Tek-Tips is the largest IT community on the Internet today!

Members share and learn making Tek-Tips Forums the best source of peer-reviewed technical information on the Internet!

  • Congratulations Mike Lewis on being selected by the Tek-Tips community for having the most helpful posts in the forums last week. Way to Go!

Finding (near) duplicate JPG images 1

Status
Not open for further replies.

kmomberg

MIS
Jul 19, 2002
18
0
0
US
Has anyone come across a program or link to VB source code (preferably no DLL, OCX or temp files used) which can identify duplicate or near duplicate image files? I have already searched the web but find these are mostly shareware programs which do not give me the control over the images.

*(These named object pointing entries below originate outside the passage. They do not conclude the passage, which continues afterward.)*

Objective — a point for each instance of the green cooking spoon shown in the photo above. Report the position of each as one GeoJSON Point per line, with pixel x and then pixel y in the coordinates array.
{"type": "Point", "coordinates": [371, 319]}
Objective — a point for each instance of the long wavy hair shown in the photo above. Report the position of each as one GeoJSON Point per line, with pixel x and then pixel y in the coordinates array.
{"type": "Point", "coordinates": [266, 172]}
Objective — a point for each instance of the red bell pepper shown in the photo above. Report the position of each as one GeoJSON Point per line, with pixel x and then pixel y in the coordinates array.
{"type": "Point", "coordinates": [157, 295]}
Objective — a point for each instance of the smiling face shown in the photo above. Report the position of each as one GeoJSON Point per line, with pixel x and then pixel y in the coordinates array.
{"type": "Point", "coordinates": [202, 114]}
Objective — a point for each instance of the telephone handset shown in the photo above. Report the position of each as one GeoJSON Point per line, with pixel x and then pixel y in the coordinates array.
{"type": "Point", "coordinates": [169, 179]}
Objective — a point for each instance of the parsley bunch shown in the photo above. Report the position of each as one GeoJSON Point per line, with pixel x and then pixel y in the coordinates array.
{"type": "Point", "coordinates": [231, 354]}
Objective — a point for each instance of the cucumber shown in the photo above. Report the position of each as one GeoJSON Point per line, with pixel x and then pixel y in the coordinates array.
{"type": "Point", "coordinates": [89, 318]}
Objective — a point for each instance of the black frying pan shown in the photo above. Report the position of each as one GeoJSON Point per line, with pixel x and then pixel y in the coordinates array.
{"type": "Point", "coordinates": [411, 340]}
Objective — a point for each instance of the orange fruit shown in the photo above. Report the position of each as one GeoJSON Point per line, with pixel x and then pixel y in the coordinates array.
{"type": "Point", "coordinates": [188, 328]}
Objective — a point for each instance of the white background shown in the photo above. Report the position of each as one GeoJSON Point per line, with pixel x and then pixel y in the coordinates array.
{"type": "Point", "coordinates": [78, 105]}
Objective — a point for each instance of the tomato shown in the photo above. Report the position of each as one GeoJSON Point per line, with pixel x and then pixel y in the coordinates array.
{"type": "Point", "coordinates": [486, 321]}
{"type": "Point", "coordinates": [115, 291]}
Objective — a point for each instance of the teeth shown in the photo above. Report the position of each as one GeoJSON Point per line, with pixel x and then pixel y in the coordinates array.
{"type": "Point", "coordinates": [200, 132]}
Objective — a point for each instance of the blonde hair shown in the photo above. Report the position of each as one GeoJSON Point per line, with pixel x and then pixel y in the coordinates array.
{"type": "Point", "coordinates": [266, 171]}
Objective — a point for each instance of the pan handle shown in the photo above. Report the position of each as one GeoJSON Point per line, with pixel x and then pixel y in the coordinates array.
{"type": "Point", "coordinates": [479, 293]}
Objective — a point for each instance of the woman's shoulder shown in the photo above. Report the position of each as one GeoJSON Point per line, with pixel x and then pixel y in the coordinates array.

I have numerous JPG files either downloaded from the web or converted from a digital camera which are taking up a large amount of disk space. Before I burn these to CD, I wanted to weed out any duplicates. If duplicates are found, I wanted to take the image with the most colors or higher resolution. I have downloaded Intel's IPP library but have not investigated too deeply on whether this is capable of easily performing this task.
 
I think you will find that this is a lot more difficult than you may think it is.
 
I have no illusion this is a simple undertaking hence the search for source code to get me started. I originally started by just comparing like file sizes then calculating a CRC on the files. Of course, I readily found this ignores similar files (different resolutions, comments in the file, same resolution but different file sizes, annotations on one image but not the other etc). I have looked at the JPG standard but found this is complicated enough in itself with the quantization tables and different block types to consider. Having a shell to work from would allow me to focus on the actual code to handle what to do when duplicates are found.
 
Who cares about the JPEG standard and all that that entails? That's not the difficult bit. The difficult bit is the comparison of two images of potentially different resolutions and different colour depths and trying to decide whether they are similar enough to be considered duplicates. In other words, image recognition.
 

You can get a lot of this information from the Wang/Kodak controls, and one of the ways I can think on how to do this is, you are going to have to have a base reference or common ground that you will have to convert one or both of the images to and then compare them, comming up with some type of, possibly weighted, algorthm.

Good Luck

 
It would seem as though I need to start by disecting an existing JPG image using the JPG standard so I know what the dimensions of the image are, the color depth, if compression is used etc to be able to convert one image into the same characteristics as another so that I can compare them. Certainly this would be much more effort than using a standard control as vb5prgrmr sugggests if the control were flexible enough to perform these manipulations on a large scale. The Wang/Kodak controls may be worth a look. Can you provide a link where I might find these with sample code?
 

With win9x to win 2k they come with the MS OS (.NET your out of luck). With win 95 there was a twain/samples (or something like that) that has a sample program, that showed how to use the controls. If you search this site for Wang/Kodak or imageedit you should find some decent examples. Unfortunatly the Wang/Kodak imaging tools do not allow you to save files as jpg or jpeg even though it allows you to use their compression standards (rename the file maybe???). You can also get some of the information you are looking for with a picture box (being width, height) or an image control, even though the Wang/Kodak controls will give you more info.

Good Luck

 
the problem with comparison of images in any form that are not exactly the same is that you have to decide what your tolerance is. So if you have 2 images of different size and color depth you could bring the larger image to the smaller image’s size with dithering. Then take the larger color depth and reduce it to the lower color depth. Then IF they are both actually the same picture you can start a scan and compare areas with some matrix calculations Like compare groups of pixels on both images within the same area and if they are within tolerance its ok….continue doing this for the whole image and eventually you’ll sum up a tolerance difference between the 2 images. If this is within your tolerance then you can say they may be the same. This whole process gets A LOT harder if the 2 images are slightly different in position such as in the case the smaller image is actually a crop of the larger image.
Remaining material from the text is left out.